A complementary approach to treatment of SBI might be to alter the antibiotic(s) used for treatment of the bacterial super-infection. The standard cell-wall active agents currently in clinical use rapidly lyse bacteria releasing pro-inflammatory components containing pathogen-associated molecular patterns (PAMPs) which are recognized by the innate immune system, triggering an inflammatory burst [150,151]. Use of alternative antibiotics which do not immediately lyse bacteria might provide a clinical cure without contributing to the inflammatory milieu. This theory was tested in a mouse model of secondary bacterial pneumonia.
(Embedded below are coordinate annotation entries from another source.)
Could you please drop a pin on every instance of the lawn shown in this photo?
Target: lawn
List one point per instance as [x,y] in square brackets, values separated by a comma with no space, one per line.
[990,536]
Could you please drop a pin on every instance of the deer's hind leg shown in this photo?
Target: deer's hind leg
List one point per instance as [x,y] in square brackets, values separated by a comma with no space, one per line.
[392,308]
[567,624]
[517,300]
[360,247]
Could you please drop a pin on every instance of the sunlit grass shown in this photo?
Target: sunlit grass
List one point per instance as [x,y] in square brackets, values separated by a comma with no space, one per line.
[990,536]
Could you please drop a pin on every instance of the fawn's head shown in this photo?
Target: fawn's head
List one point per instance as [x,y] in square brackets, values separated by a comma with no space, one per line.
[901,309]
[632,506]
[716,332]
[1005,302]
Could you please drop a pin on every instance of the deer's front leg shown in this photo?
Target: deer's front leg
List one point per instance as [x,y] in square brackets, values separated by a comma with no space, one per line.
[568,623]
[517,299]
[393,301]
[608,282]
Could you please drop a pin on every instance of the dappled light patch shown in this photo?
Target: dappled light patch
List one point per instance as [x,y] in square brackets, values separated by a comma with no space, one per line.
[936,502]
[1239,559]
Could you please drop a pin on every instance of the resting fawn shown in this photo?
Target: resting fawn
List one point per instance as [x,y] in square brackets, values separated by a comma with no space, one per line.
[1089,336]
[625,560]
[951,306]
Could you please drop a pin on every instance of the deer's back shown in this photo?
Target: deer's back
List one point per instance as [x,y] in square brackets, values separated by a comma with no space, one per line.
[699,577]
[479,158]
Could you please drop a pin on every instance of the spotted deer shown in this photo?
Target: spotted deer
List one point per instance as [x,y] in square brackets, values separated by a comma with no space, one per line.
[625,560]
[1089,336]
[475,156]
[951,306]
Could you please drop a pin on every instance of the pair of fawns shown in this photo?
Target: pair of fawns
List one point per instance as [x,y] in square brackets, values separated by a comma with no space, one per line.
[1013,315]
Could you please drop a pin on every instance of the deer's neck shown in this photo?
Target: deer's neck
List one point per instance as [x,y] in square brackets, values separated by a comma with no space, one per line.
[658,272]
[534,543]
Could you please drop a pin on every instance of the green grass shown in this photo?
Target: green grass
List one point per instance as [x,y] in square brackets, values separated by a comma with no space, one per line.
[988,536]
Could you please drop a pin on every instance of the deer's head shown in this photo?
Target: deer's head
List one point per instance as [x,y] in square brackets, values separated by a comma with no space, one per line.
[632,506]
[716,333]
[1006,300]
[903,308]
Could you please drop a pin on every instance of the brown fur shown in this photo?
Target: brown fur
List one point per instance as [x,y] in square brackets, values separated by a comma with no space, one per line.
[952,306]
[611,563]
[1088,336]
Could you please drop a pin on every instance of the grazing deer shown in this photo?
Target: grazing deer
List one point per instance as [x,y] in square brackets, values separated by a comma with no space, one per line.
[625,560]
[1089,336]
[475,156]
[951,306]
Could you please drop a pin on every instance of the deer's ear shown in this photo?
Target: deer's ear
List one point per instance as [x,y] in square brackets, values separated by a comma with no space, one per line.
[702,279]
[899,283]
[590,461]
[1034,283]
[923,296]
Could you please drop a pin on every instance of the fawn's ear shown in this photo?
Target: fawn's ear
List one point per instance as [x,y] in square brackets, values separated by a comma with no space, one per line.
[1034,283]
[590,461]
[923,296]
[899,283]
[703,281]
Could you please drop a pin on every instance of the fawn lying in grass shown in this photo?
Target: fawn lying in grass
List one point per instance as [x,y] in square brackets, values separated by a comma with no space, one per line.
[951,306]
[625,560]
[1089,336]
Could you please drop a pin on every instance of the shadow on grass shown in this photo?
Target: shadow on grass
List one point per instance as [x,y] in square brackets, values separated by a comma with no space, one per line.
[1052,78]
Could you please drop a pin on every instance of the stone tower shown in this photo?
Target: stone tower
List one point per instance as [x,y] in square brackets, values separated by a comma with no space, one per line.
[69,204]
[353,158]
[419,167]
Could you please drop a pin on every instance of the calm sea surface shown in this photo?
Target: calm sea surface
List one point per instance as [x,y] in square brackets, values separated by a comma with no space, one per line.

Mice with pneumococcal pneumonia following influenza were clinically cured using a protein synthesis inhibitor such as clindamycin or a macrolide such as azithromycin, but did not survive if treated with the cell wall active agent ampicillin [11]. Azithromycin, which has anti-inflammatory activity independent of its mechanism of antibacterial action, performed best in the model. Although this strategy has not been tested in combined viral-bacterial pneumonia in humans, it has been (indirectly) assessed in complicated pneumococcal pneumonia. Two retrospective studies [152,153] and one prospective, multicenter trial [154] demonstrated that combined therapy with a macrolide and a beta-lactam resulted in a significant reduction in mortality (compared with beta-lactam therapy alone) in adults with bacteremic pneumonia from S. pneumoniae. The recent demonstration that a macrolide can have immunomodulatory effects in children with influenza suggests beneficial effects beyond antibacterial activity may be possible [155].
Concluding remarks
Antiviral drug development for respiratory viruses has been a surprisingly difficult task. Only a very few agents have made it to market, and there has been a paucity of candidates in the pipeline since the initial licensing of the NAIs [156]. However, promising new agents are in development [104]. Much of the recent progress has been spurred by 2 factors: the need to prepare for a severe influenza pandemic and our expanding understanding of viral pathogenesis. Accompanying this has been an increasing recognition that much of the morbidity and mortality associated with respiratory virus infections is mediated through SBI [3,16,63]. An improved understanding of the pathogenesis of these interactions should lead to measures to prevent or interrupt this synergism. Specific factors from the virus, the super-infecting bacteria, and the host could all be targets alone or in combination with other approaches. Finally, there is a need for improved clinical epidemiology data on secondary infections, and clinical trials of viral vaccines and antiviral drugs should include bacterial complications as endpoints to allow true data-driven guidance on treatment of SBI to be developed.
Acknowledgments
The author would like to thank David Galloway (SJCRH) for scientific editing assistance. The author is supported by Public Health Service Grants AI-66349 and AI-76816 and ALSAC.
Footnotes
Disclosures: The author has consulted for Novartis, Pfizer, and GlaxoSmithKline and receives research support from Nestlé Nutrition.